Headlines that Damage Reputations and How to Trade Them

RavenPack | June 23, 2020

Market overreactions following bad news headlines are usually temporary and can provide the basis for a profitable contrarian trading strategy.

On the 4th of February 2013, a news story broke that the U.S Justice Department was pressing a civil suit against credit rating agency S&P Global for allegedly fraudulently colluding in the subprime mortgage crisis after it failed to rate mortgage bonds adequately prior to the crisis.

In response to the news, S&P Global’s shares tumbled, as can be seen in the price chart below.

market overreaction

Whilst on the face of it this might not seem like the best time to buy or sell a stock, the ‘tick-shaped’ chart pattern which unfolded during the sell-off and subsequent recovery is actually a recurring phenomenon.

A Price Reversal After A Market Overreaction

"It is known as a price reversal after a market overreaction," said Francisco Gomez, one of the Data Scientists at RavenPack who worked on the study.

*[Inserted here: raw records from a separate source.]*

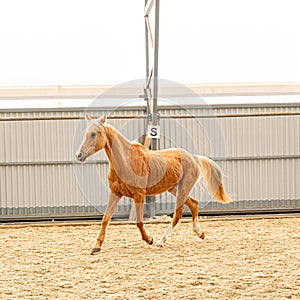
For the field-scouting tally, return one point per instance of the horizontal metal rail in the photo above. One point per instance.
(204, 116)
(97, 162)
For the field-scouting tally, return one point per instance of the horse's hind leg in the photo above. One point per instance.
(192, 204)
(182, 193)
(176, 217)
(139, 206)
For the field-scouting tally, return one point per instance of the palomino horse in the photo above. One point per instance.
(135, 172)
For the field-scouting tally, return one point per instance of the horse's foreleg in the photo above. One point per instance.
(111, 206)
(139, 206)
(176, 217)
(192, 204)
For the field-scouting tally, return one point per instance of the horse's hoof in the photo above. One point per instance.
(95, 250)
(160, 243)
(202, 236)
(151, 241)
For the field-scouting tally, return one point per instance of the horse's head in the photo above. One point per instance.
(94, 138)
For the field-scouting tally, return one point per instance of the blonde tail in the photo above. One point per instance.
(212, 173)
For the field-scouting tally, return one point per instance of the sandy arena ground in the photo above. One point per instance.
(239, 259)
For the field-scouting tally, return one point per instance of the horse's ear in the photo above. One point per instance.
(102, 119)
(87, 117)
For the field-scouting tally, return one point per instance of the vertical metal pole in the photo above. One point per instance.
(155, 72)
(147, 46)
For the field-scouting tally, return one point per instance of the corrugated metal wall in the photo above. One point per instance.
(257, 146)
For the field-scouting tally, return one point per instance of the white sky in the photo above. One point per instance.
(62, 42)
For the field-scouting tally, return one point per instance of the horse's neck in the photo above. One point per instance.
(117, 147)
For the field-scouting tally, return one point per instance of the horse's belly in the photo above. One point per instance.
(165, 184)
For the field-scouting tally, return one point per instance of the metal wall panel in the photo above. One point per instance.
(260, 155)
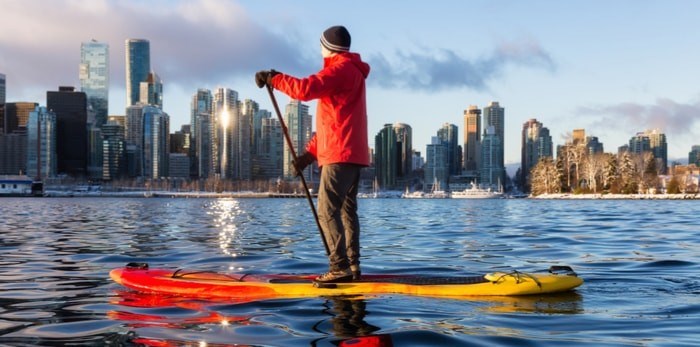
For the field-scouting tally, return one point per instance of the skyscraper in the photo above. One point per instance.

According to Gomez, the drawdown that follows the release of adverse news can provide contrarian investors with the perfect opportunity to ‘buy the dip’ and ride the stock as it reverses higher.

After observing the phenomenon repeat on several stocks the Data Science team at RavenPack wanted to see whether the 'price reversal after a market overreaction' motif worked more universally.

Using the RavenPack news analytics platform and its sophisticated natural language processor they were able to filter out stories with reputationally damaging headlines and use that as the basis for building a set of observations.

In this case, they were interested in headlines linking companies to “fraud” or “scam”.

The screenshot below shows how simple and easy it is to create such a dataset.

Ravenpack analytics

The platform automatically tags news to individual companies making it straightforward to subsequently input the data into a strategy engine and trial different buy and sell scenarios.

The initial results were positive, suggesting evidence of a wider reversal effect similar to that observed on the S&P Global stock price.

Negative Headlines Cause Temporary Drawdowns

Negative headlines containing the words "fraud" or "scam" weakened most stocks initially but the drawdown was temporary and the stock usually went on to mean-revert, providing investors with a buying opportunity.

On its own, the strategy’s signals did not produce a high enough probability success rate to warrant a discretionary approach, however, it could provide an excellent basis for screening stocks showing the potential for recovery.

Confirmation from positive fundamentals or technical analysis signals could increase the probability of selecting a winner on a per-trade basis substantially.

On its own without any other factors to enhance it, the strategy yielded a 53% success rate.

“The actual probability of getting profits from one company exposed to fraud is barely 53% which is slightly better than even, but if you do this many times you will get a profit. And this is what is represented by the chart,” he said, referring to the right-hand chart below.

strategy performance

The Optimum Holding Period

The optimum holding period of 61 days, equally catering for either discretionary investors or algorithmic traders.

“Buying the stock two days after the event happened, holding for three months, and then selling resulted in the price going up on average by 1.0%,” Continued Gomez.

Conducting the strategy on a portfolio of 141 stocks generated an in-sample annual excess return of 4.78%.

When projected into the ’future’ the strategy produced an out-of-sample annual return of 9.79% using a portfolio of 169 stocks.

“The most important thing is that the signal still works out-of-sample, so it is robust across time,” said Gomez.